Je me demande comment la Chine met en œuvre sa nouvelle politique des deux enfants. Est-ce aussi dur ? Des leçons ont-elles été apprises ? Les enfants restants sont-ils toujours abandonnés de force et confiés à l'adoption internationale ? Comment les gouvernements d'accueil ou les futurs parents peuvent-ils considérer cette offre d'enfants comme éthique, au regard des normes de La Haye en matière d'adoption ?

Il n'y a pas encore eu trop d'avis sur Une nation d'enfant documentaire d'adoptés chinois adultes parce que la plupart sont encore occupés à grandir et à trouver leur voix. L'un des rares à commencer à exprimer ses opinions est André-Anne – elle pose exactement la même question que moi, dans son article.

*Ajouté en août 2021 avec les réflexions de Shelley Rottenberg sur le documentaire, avec nos remerciements à Projets CCI.

Quand le gouvernement chinois va-t-il reconnaître les milliers d'adoptés chinois à l'étranger dans le monde et leur fournir les services de soutien post-adoption dont ils ont tant besoin ? Combien de temps le gouvernement peut-il rester volontairement fermé à sa responsabilité envers ses enfants abandonnés de force ?

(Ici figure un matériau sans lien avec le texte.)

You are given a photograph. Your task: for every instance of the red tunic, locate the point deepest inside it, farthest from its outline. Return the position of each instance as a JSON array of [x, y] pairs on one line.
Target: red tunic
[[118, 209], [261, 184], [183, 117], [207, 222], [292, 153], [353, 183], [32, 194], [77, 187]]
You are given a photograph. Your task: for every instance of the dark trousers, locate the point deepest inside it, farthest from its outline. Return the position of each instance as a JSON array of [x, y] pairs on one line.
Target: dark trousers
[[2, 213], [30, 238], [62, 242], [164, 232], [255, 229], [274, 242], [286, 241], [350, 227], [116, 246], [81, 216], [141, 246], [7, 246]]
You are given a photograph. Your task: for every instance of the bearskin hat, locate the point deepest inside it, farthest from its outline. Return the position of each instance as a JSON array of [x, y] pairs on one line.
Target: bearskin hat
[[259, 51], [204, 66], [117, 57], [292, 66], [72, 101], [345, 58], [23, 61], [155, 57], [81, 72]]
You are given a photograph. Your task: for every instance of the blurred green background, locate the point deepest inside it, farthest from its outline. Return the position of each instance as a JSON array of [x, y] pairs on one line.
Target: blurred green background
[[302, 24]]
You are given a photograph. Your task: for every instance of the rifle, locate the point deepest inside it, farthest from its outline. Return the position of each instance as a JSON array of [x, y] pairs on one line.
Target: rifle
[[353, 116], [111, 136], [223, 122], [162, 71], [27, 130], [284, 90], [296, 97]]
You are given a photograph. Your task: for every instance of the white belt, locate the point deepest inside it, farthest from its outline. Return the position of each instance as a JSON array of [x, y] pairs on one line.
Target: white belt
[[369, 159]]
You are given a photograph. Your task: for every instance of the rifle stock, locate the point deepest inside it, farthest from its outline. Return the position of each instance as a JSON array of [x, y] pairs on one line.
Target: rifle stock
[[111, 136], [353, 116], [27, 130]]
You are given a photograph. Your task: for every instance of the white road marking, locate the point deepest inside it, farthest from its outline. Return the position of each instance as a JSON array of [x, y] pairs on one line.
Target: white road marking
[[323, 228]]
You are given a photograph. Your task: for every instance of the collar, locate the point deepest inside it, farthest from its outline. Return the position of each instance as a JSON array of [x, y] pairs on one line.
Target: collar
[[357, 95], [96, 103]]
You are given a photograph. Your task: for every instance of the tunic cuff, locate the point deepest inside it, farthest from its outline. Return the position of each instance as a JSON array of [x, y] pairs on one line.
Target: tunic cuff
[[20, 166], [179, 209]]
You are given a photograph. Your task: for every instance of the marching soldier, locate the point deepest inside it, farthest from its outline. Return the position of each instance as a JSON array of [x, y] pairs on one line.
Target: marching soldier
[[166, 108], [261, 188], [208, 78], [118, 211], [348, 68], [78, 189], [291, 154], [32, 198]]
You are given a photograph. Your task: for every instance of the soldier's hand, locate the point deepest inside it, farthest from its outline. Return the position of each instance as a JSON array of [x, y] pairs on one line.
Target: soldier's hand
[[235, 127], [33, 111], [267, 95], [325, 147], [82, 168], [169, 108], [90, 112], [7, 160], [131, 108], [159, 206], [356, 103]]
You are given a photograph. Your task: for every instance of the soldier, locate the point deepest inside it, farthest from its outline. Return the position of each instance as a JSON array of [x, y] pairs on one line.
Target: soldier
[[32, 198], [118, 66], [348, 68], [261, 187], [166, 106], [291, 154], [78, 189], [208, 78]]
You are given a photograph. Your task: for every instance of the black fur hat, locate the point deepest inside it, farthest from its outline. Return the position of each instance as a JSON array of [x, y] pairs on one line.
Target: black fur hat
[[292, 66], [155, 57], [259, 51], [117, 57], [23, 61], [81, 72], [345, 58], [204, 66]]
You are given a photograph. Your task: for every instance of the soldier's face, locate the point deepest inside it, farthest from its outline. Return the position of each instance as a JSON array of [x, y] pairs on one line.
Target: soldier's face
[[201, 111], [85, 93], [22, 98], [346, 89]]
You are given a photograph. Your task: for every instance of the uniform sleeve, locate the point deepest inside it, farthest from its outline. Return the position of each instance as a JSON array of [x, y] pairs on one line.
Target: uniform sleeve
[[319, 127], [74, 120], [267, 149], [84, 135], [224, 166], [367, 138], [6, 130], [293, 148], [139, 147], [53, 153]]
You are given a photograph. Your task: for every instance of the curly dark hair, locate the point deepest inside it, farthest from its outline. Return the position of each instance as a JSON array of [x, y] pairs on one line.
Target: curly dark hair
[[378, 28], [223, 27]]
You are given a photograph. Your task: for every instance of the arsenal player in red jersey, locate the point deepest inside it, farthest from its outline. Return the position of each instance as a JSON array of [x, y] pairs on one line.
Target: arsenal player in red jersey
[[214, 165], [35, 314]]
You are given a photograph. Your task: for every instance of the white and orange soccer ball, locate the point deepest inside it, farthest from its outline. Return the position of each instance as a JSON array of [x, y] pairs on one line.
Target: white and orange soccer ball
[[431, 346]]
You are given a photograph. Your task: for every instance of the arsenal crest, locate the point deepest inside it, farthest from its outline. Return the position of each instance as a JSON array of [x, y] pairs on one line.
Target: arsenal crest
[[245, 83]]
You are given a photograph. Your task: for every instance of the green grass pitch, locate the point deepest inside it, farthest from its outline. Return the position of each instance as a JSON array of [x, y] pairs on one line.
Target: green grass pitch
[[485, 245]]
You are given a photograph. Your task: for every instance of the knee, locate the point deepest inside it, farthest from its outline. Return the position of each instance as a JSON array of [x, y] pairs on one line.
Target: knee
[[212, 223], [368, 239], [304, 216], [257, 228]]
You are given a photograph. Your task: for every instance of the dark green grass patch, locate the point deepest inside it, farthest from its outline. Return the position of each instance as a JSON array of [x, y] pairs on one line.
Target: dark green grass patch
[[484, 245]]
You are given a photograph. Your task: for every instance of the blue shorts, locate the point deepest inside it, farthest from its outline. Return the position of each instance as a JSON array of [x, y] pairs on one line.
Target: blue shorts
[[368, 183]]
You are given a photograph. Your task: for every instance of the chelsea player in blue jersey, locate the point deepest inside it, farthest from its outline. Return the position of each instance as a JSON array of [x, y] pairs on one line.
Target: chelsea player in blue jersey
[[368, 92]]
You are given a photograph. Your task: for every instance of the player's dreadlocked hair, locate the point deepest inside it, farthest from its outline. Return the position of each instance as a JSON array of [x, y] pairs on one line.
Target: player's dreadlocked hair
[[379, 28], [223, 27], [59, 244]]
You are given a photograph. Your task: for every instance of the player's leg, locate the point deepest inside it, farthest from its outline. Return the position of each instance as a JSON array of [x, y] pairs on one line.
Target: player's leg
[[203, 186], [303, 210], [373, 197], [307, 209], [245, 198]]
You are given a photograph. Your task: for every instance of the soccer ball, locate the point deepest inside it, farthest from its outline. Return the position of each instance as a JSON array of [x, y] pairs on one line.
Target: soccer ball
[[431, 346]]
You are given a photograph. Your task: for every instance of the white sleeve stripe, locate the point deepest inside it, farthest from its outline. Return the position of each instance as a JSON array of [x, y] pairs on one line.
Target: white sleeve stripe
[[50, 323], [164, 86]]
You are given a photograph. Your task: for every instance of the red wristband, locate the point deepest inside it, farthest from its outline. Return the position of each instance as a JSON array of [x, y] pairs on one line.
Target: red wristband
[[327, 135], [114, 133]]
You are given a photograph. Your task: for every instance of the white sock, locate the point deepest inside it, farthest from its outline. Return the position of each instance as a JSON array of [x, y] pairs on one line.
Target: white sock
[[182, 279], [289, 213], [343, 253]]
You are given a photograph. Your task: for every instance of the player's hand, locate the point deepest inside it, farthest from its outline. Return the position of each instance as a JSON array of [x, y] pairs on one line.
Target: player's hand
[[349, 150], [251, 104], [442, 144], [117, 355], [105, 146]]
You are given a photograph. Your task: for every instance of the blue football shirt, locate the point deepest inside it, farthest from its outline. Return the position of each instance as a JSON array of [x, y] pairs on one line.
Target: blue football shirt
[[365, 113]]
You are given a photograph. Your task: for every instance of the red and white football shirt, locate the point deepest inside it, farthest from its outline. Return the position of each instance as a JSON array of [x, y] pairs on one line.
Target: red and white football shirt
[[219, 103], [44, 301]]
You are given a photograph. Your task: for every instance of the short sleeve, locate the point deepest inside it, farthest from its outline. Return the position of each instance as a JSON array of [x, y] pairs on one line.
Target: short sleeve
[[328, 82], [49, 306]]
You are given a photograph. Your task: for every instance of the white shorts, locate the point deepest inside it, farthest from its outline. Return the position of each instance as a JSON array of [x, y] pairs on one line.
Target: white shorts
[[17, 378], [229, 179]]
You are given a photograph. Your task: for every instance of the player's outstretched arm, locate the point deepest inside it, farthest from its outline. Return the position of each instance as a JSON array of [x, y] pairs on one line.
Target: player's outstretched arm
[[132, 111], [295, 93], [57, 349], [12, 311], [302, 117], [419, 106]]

Les images ci-dessus des enfants qui auraient été « perdus/abandonnés » sont un symbole des centaines de milliers d'adoptés internationaux chinois qui grandissent dans le monde – élevés dans une mentalité démocratique. Un jour, ils seront une force avec laquelle il faudra compter !

J'espère que le gouvernement chinois sera prêt à répondre à leurs questions et à être honnête sur ce qui leur a fait perdre leur identité, leur culture, leur peuple et leur foyer. Peut-être qu'ils espèrent que ces enfants resteront invisibles et silencieux pour toujours, comme le sont les gens vivant en Chine, mais le gouvernement chinois n'a pas vu les modèles d'adoptés internationaux dans le monde. Nous, les adoptés, ne restons pas tous assis tranquillement et disparaissons. Beaucoup d'entre nous grandissent en masse et trouvent nos voix. J'attends avec impatience le jour où nous entendrons très fort ce que les adoptés chinois à l'étranger pensent de la politique de l'enfant unique et de ses impacts.